I would like to report that Lucrecia Martel’s first film in nine years is a masterpiece but contrary to some critics I fear that it is not. The talented Argentine captures what it must be like inside someone’s head better than most directors. She has a way with sound second to none and her staging and use of colour is excellent.
This film takes place during the Spanish colonization of Argentina, Paraguay, Uruguay, etc and focuses on a lowly Spanish civil servant operating out of a village near Asuncion. It is a hot dirty place and he is the local magistrate. He left his family in Spain and longs to get out of this dump but governors come and go and no progress is made with his request for transfer.
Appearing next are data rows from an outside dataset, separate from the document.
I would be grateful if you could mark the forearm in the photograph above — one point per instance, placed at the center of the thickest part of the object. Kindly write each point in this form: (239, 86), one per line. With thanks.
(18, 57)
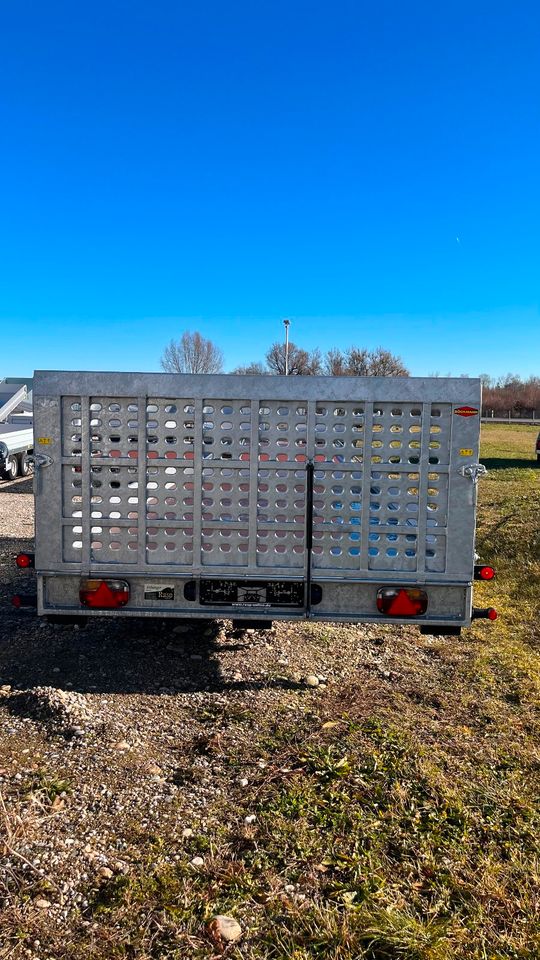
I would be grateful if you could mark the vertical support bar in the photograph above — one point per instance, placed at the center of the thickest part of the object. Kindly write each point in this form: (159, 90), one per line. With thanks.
(198, 464)
(141, 480)
(86, 486)
(253, 484)
(366, 487)
(423, 483)
(310, 454)
(309, 534)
Life in this place is excellently conveyed in the movie, the hovels of the locals living basically in the open air and the residences of the Spaniards which are little better, damp and unprivate. Many small details of daily life are portrayed plus moments of more existential like the appearance of a boy who is like a seer and the scene of a llama walking through a government office.
In the last and tragic part of the film, Diego de Zama (Daniel Fernandez Cacho, suitably wry) decides to join a ragbag group of men heading off to try to catch a local bandit and get the bounty for him. This ill-founded expedition is at once beautiful as it goes through amazing scenery and encounters the natives and harrowing as they get more and more embroiled in violence. Martel does handle it beautifully though.
My problem with the movie is that it is too one-paced and too dense with detail. We need changes of speed and some scenes that are emptier so we can breathe. And her attention to feelings rather than a story also hinders the ability of the viewer to connect with the film. Martel does tend to have isolated characters and there is only so much story that they can handle. Here, the moments with the Minister’s wife (Lola Dueñas) and with the governors are probably the best because we get to see the machinations of the society and of how this colony was ruled. I’d like to give it more but the pace and the distance we felt from the film distracted me. Nonetheless she has real talent as a director and there are several unforgettable scenes.